No matter how popular touchscreens have become, the good old fashioned computer mouse is here to stay when it comes to productivity. Few computer mice have gotten as much love and attention than Logitech’s acclaimed MX Master, and the company recently released its successor, the MX Master 2S. For $99, it’s on the pricey side, especially when you can get much cheaper mice that will work just fine. Yet, the MX Master 2S poses some very tempting feature propositions that could make its price tag worth it.
At first glance, Logitech’s latest mice; the MX Master 2S is a typical incremental upgrade. It features an improved “Darkfield” optical sensor, which tracks on most surfaces, including glass, and it is more accurate thanks to a jump from 1,600 DPI to a user-adjustable 4,000 DPI. The sensor is more power efficient too, with battery life now rated for up to 70 days based on eight hours of daily use. Unlike Apple’s obtuse Magic Mouse, when the battery does run out, there’s a micro-USB socket positioned at the front, which allows you to keep clicking while charging.
The MX Master’s design is so good that Logitech seemingly had nothing to add or take away from it: The design is unchanged for the MX Master 2S. Indeed, Logitech touts the MX Master’s hand-crafted design, and the company even made a design film about it that you can see below.
The larger MX Master 2S, which replaces the MX Master, sits at the top of Logitech’s non-gaming lineup, retailing at a substantial $100. Like its predecessor, the MX Master 2S is a large mouse with a prominent thumb rest and tall stature that is extremely comfortable, so long as you’re right handed.

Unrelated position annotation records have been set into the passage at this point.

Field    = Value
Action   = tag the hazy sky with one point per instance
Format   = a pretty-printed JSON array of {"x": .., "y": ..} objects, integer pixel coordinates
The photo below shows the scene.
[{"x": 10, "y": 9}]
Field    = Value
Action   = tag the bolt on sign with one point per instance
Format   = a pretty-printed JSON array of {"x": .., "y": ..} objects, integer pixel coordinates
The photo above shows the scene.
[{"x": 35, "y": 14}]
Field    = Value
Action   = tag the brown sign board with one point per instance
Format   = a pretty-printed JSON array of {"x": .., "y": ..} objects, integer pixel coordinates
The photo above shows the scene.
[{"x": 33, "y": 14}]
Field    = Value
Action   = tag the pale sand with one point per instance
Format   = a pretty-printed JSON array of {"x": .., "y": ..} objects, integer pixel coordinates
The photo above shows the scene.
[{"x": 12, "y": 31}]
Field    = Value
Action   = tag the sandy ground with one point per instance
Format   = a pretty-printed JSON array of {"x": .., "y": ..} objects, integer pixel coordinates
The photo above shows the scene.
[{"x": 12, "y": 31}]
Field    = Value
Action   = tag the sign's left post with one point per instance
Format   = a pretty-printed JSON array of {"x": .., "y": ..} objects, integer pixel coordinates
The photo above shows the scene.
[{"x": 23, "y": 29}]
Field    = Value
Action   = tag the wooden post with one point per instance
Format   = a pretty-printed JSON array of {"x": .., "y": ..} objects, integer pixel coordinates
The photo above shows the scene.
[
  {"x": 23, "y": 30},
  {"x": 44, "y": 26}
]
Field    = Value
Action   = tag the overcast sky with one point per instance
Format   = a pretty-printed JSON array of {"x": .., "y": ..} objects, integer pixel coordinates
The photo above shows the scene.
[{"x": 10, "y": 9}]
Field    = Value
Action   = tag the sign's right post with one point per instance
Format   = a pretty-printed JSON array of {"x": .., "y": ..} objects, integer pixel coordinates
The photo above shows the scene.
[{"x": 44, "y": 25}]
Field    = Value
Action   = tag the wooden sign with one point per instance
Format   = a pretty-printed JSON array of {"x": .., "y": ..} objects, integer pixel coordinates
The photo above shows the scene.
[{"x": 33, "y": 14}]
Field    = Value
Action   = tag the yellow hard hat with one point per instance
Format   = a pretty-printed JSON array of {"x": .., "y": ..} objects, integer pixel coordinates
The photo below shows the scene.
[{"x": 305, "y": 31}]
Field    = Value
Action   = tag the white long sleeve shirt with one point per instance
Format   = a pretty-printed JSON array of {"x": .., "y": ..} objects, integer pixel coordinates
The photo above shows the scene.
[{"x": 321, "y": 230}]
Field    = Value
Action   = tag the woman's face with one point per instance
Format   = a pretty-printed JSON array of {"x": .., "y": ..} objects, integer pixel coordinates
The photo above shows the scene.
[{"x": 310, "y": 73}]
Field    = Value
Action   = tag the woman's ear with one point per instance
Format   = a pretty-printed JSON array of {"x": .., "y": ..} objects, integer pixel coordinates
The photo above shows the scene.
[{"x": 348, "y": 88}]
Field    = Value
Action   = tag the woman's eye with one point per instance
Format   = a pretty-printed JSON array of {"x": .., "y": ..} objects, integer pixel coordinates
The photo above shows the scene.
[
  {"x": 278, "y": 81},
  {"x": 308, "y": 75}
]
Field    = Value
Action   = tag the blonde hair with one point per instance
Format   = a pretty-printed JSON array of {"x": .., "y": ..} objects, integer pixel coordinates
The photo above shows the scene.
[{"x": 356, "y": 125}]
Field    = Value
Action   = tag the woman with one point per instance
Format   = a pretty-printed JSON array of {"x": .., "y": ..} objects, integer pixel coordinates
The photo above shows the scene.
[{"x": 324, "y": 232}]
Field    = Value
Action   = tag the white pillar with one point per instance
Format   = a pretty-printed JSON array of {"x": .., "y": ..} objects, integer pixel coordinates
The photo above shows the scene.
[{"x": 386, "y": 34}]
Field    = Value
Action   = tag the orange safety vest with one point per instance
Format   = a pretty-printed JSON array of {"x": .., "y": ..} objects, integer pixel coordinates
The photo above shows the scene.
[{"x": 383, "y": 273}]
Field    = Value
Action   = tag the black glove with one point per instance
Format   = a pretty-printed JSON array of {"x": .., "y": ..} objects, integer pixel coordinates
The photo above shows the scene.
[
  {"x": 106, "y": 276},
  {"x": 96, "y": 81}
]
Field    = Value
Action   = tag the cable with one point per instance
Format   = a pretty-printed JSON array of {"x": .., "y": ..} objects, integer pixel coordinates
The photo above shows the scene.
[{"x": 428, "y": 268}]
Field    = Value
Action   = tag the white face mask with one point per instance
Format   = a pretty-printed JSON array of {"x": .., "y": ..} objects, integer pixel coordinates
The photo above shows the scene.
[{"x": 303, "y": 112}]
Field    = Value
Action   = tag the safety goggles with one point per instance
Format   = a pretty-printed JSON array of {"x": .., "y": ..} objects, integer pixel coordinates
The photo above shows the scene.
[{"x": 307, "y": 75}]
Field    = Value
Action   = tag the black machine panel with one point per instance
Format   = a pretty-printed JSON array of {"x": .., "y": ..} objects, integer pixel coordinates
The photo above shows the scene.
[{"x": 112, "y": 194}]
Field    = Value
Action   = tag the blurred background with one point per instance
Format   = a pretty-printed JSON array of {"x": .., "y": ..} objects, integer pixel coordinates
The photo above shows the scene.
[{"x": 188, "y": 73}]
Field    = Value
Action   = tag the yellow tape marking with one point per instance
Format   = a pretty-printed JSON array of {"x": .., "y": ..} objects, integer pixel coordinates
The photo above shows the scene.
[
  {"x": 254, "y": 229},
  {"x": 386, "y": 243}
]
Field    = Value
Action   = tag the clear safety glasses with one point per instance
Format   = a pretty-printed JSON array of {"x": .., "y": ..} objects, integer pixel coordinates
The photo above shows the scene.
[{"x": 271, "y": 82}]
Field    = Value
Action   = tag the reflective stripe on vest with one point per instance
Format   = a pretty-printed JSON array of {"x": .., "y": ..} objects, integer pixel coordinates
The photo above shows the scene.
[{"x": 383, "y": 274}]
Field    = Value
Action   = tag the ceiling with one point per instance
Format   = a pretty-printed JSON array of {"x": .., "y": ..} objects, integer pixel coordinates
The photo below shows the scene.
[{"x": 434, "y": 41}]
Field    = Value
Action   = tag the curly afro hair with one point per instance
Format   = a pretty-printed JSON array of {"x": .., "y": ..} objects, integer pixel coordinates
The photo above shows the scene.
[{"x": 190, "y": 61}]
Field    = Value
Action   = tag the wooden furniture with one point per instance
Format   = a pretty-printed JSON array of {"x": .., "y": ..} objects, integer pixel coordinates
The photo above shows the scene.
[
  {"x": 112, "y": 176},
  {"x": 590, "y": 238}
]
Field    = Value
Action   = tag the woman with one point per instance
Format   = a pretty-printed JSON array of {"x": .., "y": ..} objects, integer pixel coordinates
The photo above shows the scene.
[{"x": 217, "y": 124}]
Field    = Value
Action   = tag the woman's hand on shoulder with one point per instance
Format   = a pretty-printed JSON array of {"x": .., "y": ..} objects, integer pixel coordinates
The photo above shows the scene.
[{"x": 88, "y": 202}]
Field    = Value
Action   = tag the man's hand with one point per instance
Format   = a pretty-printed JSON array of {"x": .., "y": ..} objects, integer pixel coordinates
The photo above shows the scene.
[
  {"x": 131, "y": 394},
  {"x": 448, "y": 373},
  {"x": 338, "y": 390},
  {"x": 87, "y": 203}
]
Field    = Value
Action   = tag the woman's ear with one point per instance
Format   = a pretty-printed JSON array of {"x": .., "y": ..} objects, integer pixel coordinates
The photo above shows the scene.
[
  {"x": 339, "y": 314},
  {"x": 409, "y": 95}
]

The sweeping curve of the older Performance Mouse MX that angled the mouse ever so slightly to the right has been softened, resulting in a more natural feel. Meanwhile, new buttons have been added, including a thumb wheel and a button under the thumb rest, which allows you to replicate touch pad gestures on a Mac or PC. Naturally, all the buttons are completely customizable.
The scroll wheel has been improved over the Performance Mouse MX too, allowing you to select from notched scrolling, free-wheeling smooth scrolling, or a new adaptive mode that automatically switches between the two depending on how forcefully you move the wheel. I particularly like the mechanical clunk of the gearing mechanism as it grabs onto the wheel to slow it down after smooth scrolling; it’s weirdly addictive to fiddle with.
But what sets the MX Master 2S apart isn’t so much the hardware as it is the software. This mouse is compatible with Logitech’s new Flow software, which allows you to seamlessly move the cursor between up to three different Mac or Windows computers. Before Flow, Logitech only offered the ability to pair some of its mice with three different computers and manually switch between them with a button located underneath. Flow takes care of that switching for you. While third-party solutions do exist, Logitech’s Flow is far easier to use.
You simply pair the mouse with each computer you want to use (either via Bluetooth, or the included “Unifying” dongle, although you need a dongle for each computer if you want to go this route) and enable Flow. So long as the computers are on the same network, Flow works instantly; you drag the cursor to the edge of the screen and it appears on the other computer. You can arrange the computers however you like, similar to how you would set up multiple monitors in Windows (incidentally, it works with multiple monitors too), and enable or disable screen corners to switch, or require holding down the Ctrl key to switch.
Best of all, you can copy and paste between the two computers. That includes files of any size, as well as text. Logitech keyboards like the K780 and K380 also work with Flow and will switch between computers based on wherever the mouse cursor is located. I’ve been using the MX Master 2S between my computer and my fiancee’s computer just to test thing and I can tell you that it works seamlessly and as smooth as butter, yet we are about 25ft apart from each other.
Sure, Flow is something of a niche feature for the most demanding of power users. But if you fall into that camp Flow is a great addition to what are already compelling mice. (Happily, Flow does work with the older M590 and M720 too.)
Logitech claims that the MX Master 2S will give you 70 days of use, depending on your use of course. For me, I use my mouse all day long and I use it every single day. I charged the mouse on June 22nd when I received it from Logitech and I’ve used it religiously ever since that day and I have yet to hook it back up to the micro USB charging cable since that day which means today is day 56 on a single charge and the mouse is currently showing me to have power enough to light up two of the three dots that signify your battery charge.
In the end some people will feel that $99.99 is a bit expensive for a mouse. However, it’s something that most of use all day every day and we want and need comfort and convenience and that is what the Logitech MX Master 2S is all about. For me personally, it’s an improvement over the previous version of the mouse and that’s hard for me to say since the MX Master was the best mouse I had ever laid my hands on so Logitech had to really step up the game for the MX Master 2S to take that title, but it did.